Tuesday, January 20, 2015

Am I My Brother's Keeper? Strengthening the Bonds between the African-American and Jewish Communities

(These are my remarks from the Celebration of the Life and Legacy of Dr. Martin Luther King, Jr. at the Stone Temple Baptist Church on Monday, Janurary 19, 2015)

Thank you so much Bishop for your kind words and for your graciousness in hosting this community gathering today. To the Jewish United Fund, to Pastor Phil and the Firehouse Community Arts Center, the North Lawndale Historical and Cultural Society, and to the Sinai Health System whose work continues to be a powerful example of ongoing partnership between the Jewish and African American communities for sponsoring today’s gathering as we honor the legacy of the Reverend Dr. Martin Luther King Jr.

When an emptiness so profound in the soul of one man caused him to murder his own brother, the question, which arguably became the most important question for humanity throughout time, was “Am I my brother’s keeper?” And the resounding answer to that question, echoing still in our day, remains: Yes. We are each other’s keepers, and we are all in this together.

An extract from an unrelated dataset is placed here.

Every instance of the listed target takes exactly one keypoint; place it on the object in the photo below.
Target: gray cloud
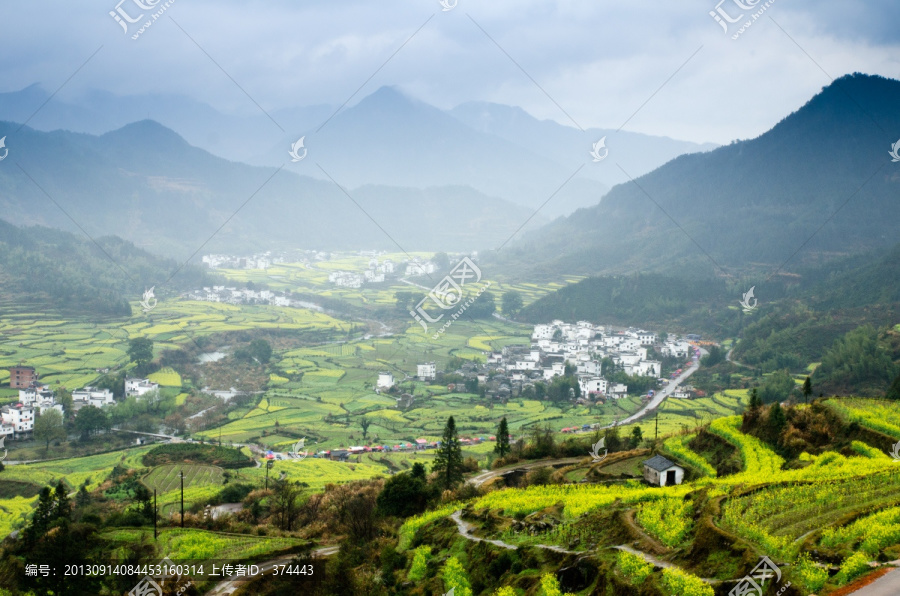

And so, together, let us listen to Dr. King’s words from March 17, 1966 whose message rings so true today as well: “…in order to tell the truth, it is necessary to …say not only have we come a long, long way, we still have a long, long way to go before the problem of racial injustice is solved in our country…we need only to turn on our televisions and open our newspapers and look around our community….We must learn to live together or we will perish together as fools.”

On this day commemorating what would have been Dr. King’s 86th birthday just 4 days ago, 50 years after the march at Selma, we come together to acknowledge that although we have come a long way, indeed we still have a long way to go. In this age of “colorblindness,” as Michelle Alexander, the author of the critically important book The New Jim Crow calls it, we build walls not with bricks but with zip codes and school districts; we create distance and impose borders with words like South Side or North Shore - good neighborhood or bad as if those terms somehow justify our disparate standings. When the wealth gap between white and black America is greater today than it ever was in Apartheid South Africa[i], when 1 in 3 black men will end up incarcerated at some point in their life[ii], when we know so deeply that although all lives matter, this is the moment to name the fact that #BlackLivesMatter because we can’t breathe anymore, we must ask ourselves: what does it mean to be each other’s keepers and to act as such in the world today?

One of my teachers, Rabbi Jack Stern of Blessed Memory, served as a student rabbi in Greenville Mississippi in the early 1950’s. He gave a sermon on “The Fatherhood of God and the Brotherhood of Man” - everyone loved it. Sometime later, he proposed to the synagogue president that the congregation should hold a clergy Institute where all the clergy in town could gather to study and break bread together.
President: All the clergy?

Jack: yes.

President: White clergy and black clergy breaking bread together? Jack: Yes

President: Well that will never happen.

Jack: But just last week, I gave a sermon on the fatherhood of God and the brotherhood of man and you thought it was the greatest thing since sliced bread?

President: It was a great sermon, but you have to be careful when you get specific.

Friends, we are here together today to get specific.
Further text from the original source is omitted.